Bei Betriebsrichtung Ost, die in etwa zwei Drittel der Zeit im Jahr genutzt wird, fliegen die Maschinen aus Richtung Norden zwischen Langenselbold und Erlensee hindurch und drehen über Großauheim und Großkrotzenburg über den Main Richtung Flughafen ein. Über Hainburg steuern die Flugzeuge an Obertshausen vorbei zur A3, die als Orientierung Richtung Flughafen dient. Hinter dem Offenbacher Kreuz verlassen die Piloten den gekrümmten Anflug und fliegen die letzten Kilometer direkt an.

Fluglärmmonitoring gesichert

Aus Richtung Süden steuern die Piloten zwischen Stockstadt und Babenhausen nach Norden und drehen westlich von Mainhausen und südwestlich von Seligenstadt Richtung Flughafen ein, fliegen über Weiskirchen zur A3 und dann den gleichen Weg wie beim Anflug aus dem Norden. Mit dem neuen Anflugverfahren, das Teil des Maßnahmenpaktes Aktiver Schallschutz ist, werden nach Angaben der Deutschen Flugsicherung und der Lufthansa vor allem Hanau und Offenbach (Betriebsrichtung Ost) und Mainz (Betriebsrichtung West) von Lärm entlastet.

Das Anflugverfahren ist bei Betriebsrichtung Ost seit dem gestrigen Dienstag erlaubt, für die Betriebsrichtung West soll die Genehmigung der Flugsicherung in den nächsten Tagen kommen. „Damit löst die DFS die Zusage ein, noch vor der Inbetriebnahme der neuen Landebahn Nordwest lärmmindernde Verfahren im Rhein-Main-Gebiet einzuführen“, sagte ein Sprecher der DFS.

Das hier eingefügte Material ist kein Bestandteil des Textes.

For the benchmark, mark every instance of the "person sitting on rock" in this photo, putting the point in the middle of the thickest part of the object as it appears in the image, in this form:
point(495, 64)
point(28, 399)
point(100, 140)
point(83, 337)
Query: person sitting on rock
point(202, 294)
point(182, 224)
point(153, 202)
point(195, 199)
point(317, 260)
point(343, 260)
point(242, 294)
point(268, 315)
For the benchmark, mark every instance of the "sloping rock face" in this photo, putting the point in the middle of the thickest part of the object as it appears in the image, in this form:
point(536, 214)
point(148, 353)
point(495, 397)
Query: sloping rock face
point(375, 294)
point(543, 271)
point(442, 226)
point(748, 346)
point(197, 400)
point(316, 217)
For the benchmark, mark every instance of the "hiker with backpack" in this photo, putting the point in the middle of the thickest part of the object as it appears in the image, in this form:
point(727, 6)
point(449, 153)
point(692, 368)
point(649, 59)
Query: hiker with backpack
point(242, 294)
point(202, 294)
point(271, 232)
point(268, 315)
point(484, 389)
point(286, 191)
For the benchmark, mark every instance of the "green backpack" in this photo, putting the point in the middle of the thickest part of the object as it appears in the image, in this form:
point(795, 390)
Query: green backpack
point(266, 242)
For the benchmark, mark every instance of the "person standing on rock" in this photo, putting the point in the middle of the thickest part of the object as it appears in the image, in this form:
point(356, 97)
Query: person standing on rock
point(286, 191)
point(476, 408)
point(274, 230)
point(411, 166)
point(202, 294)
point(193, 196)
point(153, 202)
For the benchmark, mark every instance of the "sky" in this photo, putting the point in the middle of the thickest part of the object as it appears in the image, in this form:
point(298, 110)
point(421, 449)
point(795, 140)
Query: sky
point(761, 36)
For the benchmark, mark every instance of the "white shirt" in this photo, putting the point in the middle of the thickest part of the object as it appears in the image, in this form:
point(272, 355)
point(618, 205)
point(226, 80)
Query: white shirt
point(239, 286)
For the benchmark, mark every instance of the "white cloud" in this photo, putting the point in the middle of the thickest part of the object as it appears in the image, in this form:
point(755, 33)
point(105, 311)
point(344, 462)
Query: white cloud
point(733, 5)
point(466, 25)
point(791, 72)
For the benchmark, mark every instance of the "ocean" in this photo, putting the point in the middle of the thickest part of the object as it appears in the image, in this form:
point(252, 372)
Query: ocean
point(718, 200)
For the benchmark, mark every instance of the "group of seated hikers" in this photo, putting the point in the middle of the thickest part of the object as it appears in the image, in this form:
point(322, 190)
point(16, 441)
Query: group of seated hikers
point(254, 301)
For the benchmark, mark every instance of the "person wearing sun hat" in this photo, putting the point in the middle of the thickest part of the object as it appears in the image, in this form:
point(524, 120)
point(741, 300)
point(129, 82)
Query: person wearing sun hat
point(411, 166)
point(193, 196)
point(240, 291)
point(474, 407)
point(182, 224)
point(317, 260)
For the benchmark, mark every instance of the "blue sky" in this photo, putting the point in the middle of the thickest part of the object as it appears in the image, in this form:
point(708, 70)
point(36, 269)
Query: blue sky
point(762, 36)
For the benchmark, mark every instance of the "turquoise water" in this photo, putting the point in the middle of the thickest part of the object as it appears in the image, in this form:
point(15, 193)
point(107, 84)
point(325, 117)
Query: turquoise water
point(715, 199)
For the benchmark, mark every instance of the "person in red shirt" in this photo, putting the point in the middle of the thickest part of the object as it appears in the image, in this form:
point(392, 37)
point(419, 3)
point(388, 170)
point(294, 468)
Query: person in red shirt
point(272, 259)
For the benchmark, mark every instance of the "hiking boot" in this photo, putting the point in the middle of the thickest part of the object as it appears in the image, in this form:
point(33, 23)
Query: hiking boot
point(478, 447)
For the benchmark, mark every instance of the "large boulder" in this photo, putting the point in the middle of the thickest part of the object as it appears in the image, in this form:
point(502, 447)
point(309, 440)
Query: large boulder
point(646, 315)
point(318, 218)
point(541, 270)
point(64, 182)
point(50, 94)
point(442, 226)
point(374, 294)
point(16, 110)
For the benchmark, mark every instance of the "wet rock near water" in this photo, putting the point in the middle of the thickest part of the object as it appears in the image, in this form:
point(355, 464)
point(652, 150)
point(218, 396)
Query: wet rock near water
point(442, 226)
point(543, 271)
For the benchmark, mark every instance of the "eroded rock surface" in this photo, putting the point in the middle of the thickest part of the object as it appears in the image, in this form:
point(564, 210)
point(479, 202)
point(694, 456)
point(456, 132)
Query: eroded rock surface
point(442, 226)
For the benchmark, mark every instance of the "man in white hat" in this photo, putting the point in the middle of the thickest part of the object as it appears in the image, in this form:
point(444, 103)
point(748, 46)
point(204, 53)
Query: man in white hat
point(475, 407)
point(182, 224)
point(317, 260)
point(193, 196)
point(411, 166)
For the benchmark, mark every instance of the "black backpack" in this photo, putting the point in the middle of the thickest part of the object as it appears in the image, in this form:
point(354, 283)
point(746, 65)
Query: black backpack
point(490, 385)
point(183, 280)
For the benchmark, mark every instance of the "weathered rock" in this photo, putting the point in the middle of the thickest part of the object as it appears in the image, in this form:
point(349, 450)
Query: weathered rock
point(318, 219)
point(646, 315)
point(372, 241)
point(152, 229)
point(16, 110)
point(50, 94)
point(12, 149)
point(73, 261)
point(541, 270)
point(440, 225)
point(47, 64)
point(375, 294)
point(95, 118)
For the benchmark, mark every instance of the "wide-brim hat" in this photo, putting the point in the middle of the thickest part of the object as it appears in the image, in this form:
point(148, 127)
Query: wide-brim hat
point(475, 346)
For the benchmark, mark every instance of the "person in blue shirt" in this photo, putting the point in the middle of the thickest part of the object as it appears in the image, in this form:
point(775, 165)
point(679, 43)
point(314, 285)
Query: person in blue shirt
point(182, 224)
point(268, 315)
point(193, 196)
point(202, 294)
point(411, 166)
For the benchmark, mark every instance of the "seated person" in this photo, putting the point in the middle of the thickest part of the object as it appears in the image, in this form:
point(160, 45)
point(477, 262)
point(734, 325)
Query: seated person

Mit dem Erwerb von sechs Fluglärmmessstationen durch den Planungsverband und die Zusage Raunheims, einen Server für die Weitergabe von Lärmdaten aufzubauen, ist in die Inbetriebnahme eines öffentlichen Fluglärm- und Flugroutenbeobachtungssystems durch das Umwelthaus sichergestellt. Die Inbetriebnahme schien gefährdet, weil das Frankfurter Parlament eine Beteiligung abgelehnt hatte. Eine der neuen Stationen wird in Offenbach aufgebaut, eine zweite in Rüsselsheim. Messstationen und Server sind bestellt und sollen Ende Februar in Betrieb gehen.

Wegen der Zustimmung der FDP zum Antrag der Flughafenausbaugegner (FAG) im Frankfurter Parlament, am Fluglärmmonitoring nicht teilzunehmen, hat die FDP in der Landesregierung den Frankfurter Freidemokraten einen Rüffel erteilt. Vor der Entscheidung im Stadtparlament hatten die Koalitionspartner CDU und Grüne vergeblich versucht, die FDP umzustimmen. Nach FR-Informationen hat eine Mehrheit in der FDP-Fraktion die Zustimmung zum Antrag damit begründet, einer grünen Umweltdezernentin keinen Einfluss auf den Airport gewähren zu wollen.